Big-O time complexity for this recursive Fibonacci?
I have a program that prints Fibonacci Series using Recursion. There are better methods for it, but I was asked to use recursion so i had to do it this way.
Here is the program:
#include <stdio.h>
#define TERMS 10
long fibo(int);
int main(void){
for(int i = 1; i <= TERMS; i++) {
printf("%ld", fibo(i));
}
return 0;
}
long fibo(int n){
if (n < 3) {
return 1;
}
else {
return fibo(n - 1) + fibo(n - 2);
}
}
I know this is really a bad approach for the Fibonacci Series and this is clear from above as TERMS get to be more than 35, the program takes a lot of time to complete.
I have gone through this answer and could not understand how they solved it but it looks like
Time complexity for fibo(int n) is O(2^n)

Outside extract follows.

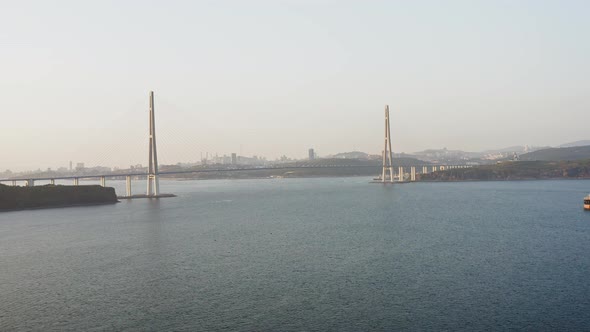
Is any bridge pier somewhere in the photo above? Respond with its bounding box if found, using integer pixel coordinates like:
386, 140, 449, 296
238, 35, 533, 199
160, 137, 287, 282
125, 175, 131, 197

Again I maybe completely wrong, but all I want to is :
What is the Time-Complexity for this complete program, Explain briefly how you calculated it?
If you have a better approach for calculating Fibonacci using recursion, it is also welcome.
Answer
c(fibo(n)) = c(fibo(n - 1)) + c(fibo(n - 2)) + O(1)

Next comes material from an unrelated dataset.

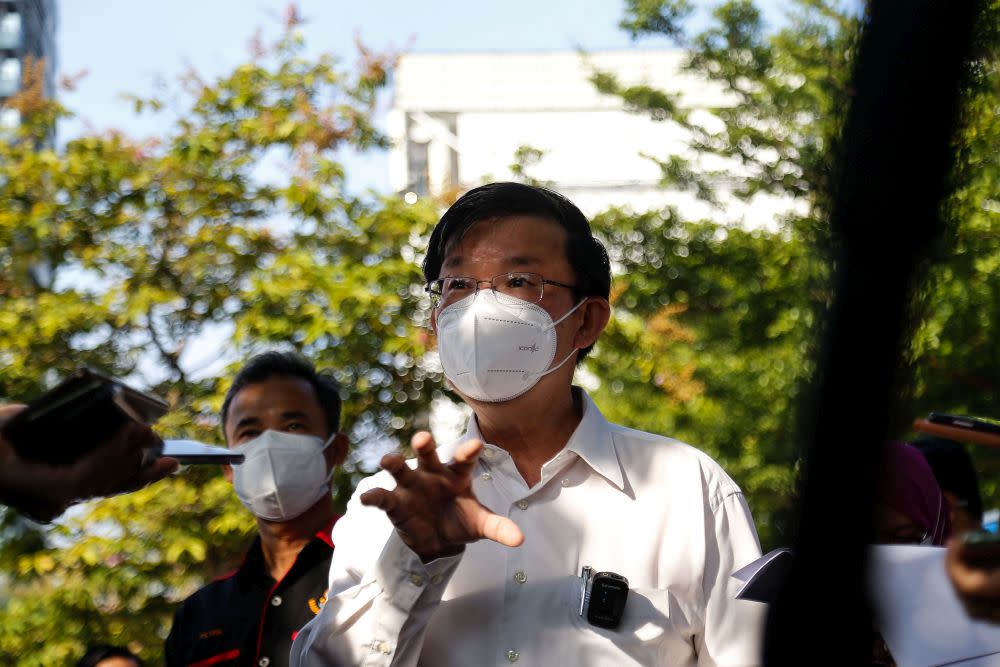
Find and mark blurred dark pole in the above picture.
[765,0,979,666]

Note that the complexity follows the exact formula as the series since all computational branches always end in leaves valued 1 so the exact (theta) complexity can accurately be computed by the closed formula for the Fibonacci series itself
but that's out of the scope of your question, all we need to note here is that
c(fibo(n)) < 2 * c(fibo(n - 1))
All we need now is to solve the upper bound series defined by
an = 2 * an-1 (a1,2 = 1)
results in
an = 2^n
So, you get the upper O bound you wanted of 2^n.
if you run it several times you will get
sigma(c(fib(n))) from 1 to TERMS = O(2^(TERMS + 1) - 1)
which is a simple mathematical fact, meaning that in your case (TERMS = 10) you get
2^11 - 1 = 2047
As for your question regarding a better way to do this recursively...
int fib(int n, int val = 1, int prev = 0)
{
if (n == 0) {
return prev;
}
if (n == 1) {
return val;
}
return fib(n - 1, val + prev, val);
}
This is what's called a tail recursion and takes O(n) (in fact it can be optimized by a good compiler to be implemented as a loop and will then also use up a constant memory consumption)